Pergunto agora, depois de uma pausa para acertar os pensamentos, o que ele sentiu durante toda esse infortúnio. Sem derrubar uma lágrima sequer, Ivanhoé levanta os ombros e diz simplesmente que nada sentiu em relação ao pai,m as a falta de sua mãe o acompanha até hoje, Viveu em orfanatos e depois de adolescente passou a morar em abrigos, estudou pouco, mas aprendeu muito com a vida, hoje ganha seu pão com jardinagem e limpeza de piscinas. Somos interrompidos pela sirene da penitenciária que está abrindo suas portas para as visitas. Esperamos que todos entrem e vamos até o portão esperar por Eros, e o que presencio naquele momento me deixa abismado e atônito, de dentro da penitenciária vem um caixão barato de madeira com um papel colado na cabeceira escrito em letras vermelhas “ Sr. Eros da Costa Augusto”. Olho para Ivanhoé e pergunto se ele sabia, e me responde que sim, e que vai enterrá-lo agora com a ajuda da Prefeitura, em uma cova coletiva. Chega o rabecão enquanto tento acertar meus pensamentos, e me disponho a ir com ele até o local do sepultamento, coisa que aceita, e seguimos o carro da Prefeitura em meu veículo, pois penso que ninguém merece ser enterrado apenas pelo coveiro e um só descendente. Ao chegar ao pobre local com poucas cruzes e muitas imagens de santos, vemos a cova rasa aberta em um local próximo à entrada.

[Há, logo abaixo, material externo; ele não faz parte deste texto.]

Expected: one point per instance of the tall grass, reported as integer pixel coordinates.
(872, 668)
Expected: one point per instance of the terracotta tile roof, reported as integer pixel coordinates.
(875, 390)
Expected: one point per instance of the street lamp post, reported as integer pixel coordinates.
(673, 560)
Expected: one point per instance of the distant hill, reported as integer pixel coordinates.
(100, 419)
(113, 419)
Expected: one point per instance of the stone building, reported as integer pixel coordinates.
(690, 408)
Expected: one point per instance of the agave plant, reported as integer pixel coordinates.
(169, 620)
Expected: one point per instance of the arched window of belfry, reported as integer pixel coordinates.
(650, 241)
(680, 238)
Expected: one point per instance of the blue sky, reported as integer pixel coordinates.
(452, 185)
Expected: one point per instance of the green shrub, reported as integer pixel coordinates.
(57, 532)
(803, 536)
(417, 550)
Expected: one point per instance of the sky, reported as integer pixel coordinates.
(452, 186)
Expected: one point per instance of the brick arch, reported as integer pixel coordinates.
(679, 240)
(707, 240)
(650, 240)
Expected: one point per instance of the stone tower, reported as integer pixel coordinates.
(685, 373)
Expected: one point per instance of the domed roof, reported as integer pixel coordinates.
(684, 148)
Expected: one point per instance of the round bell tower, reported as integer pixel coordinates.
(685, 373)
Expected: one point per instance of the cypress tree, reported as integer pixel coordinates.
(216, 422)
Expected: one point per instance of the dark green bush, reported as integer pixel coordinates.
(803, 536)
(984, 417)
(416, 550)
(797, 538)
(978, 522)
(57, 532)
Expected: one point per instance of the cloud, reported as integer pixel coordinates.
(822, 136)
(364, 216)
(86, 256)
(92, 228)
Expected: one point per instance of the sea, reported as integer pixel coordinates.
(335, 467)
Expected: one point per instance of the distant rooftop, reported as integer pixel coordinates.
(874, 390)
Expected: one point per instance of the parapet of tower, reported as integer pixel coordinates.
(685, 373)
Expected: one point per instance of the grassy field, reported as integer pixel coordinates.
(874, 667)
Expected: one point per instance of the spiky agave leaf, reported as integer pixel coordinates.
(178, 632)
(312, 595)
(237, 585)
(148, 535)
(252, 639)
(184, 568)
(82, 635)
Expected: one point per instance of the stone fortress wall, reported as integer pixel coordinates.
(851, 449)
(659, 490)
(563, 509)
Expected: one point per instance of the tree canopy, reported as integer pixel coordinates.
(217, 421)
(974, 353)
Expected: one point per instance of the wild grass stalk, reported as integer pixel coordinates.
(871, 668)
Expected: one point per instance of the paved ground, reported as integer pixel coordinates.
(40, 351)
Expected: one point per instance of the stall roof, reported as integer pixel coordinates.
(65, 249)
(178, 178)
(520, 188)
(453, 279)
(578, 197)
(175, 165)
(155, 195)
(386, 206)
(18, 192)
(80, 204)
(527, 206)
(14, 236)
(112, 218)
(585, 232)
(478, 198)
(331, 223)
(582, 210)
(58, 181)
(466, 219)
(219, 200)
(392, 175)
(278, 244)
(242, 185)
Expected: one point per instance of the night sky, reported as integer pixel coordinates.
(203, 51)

O ataúde paupérrimo é aberto, e depois de anos de rememórias e choro, Ivanhoé vê seu pai pela primeira vez. Eu apenas recito em silêncio o padre nosso e aguardo o coveiro para o final daquele ato. Ivanhoé impede o fechamento do caixão e pede um instante ao senhor que deixará seu pai no local de descanso. Tira do bolso um papel, deposita entre os dedos do morto e despede-se de mim com aperto de mão. Fico parado ali olhando Ivanhoé sair do cemitério, vou ao caixão para ver que legado o assassino morto levará de seu filho, e não sei porque não me espanto com o que vejo. Um pedaço de papel chamuscado e manchado de sangue, eu acho, onde consigo ler :

"Confio de vós, no Senhor, que não alimentareis nenhum outro sentimento; mas aquele que vos perturba, seja ele quem for, sofrerá a condenação. Gálatas 5.10

Agradeço ao homem que fecha agora o caixão, saio do cemitério com a sensação de que essa história nunca irá para o papel. Mas nunca é sempre tempo demais.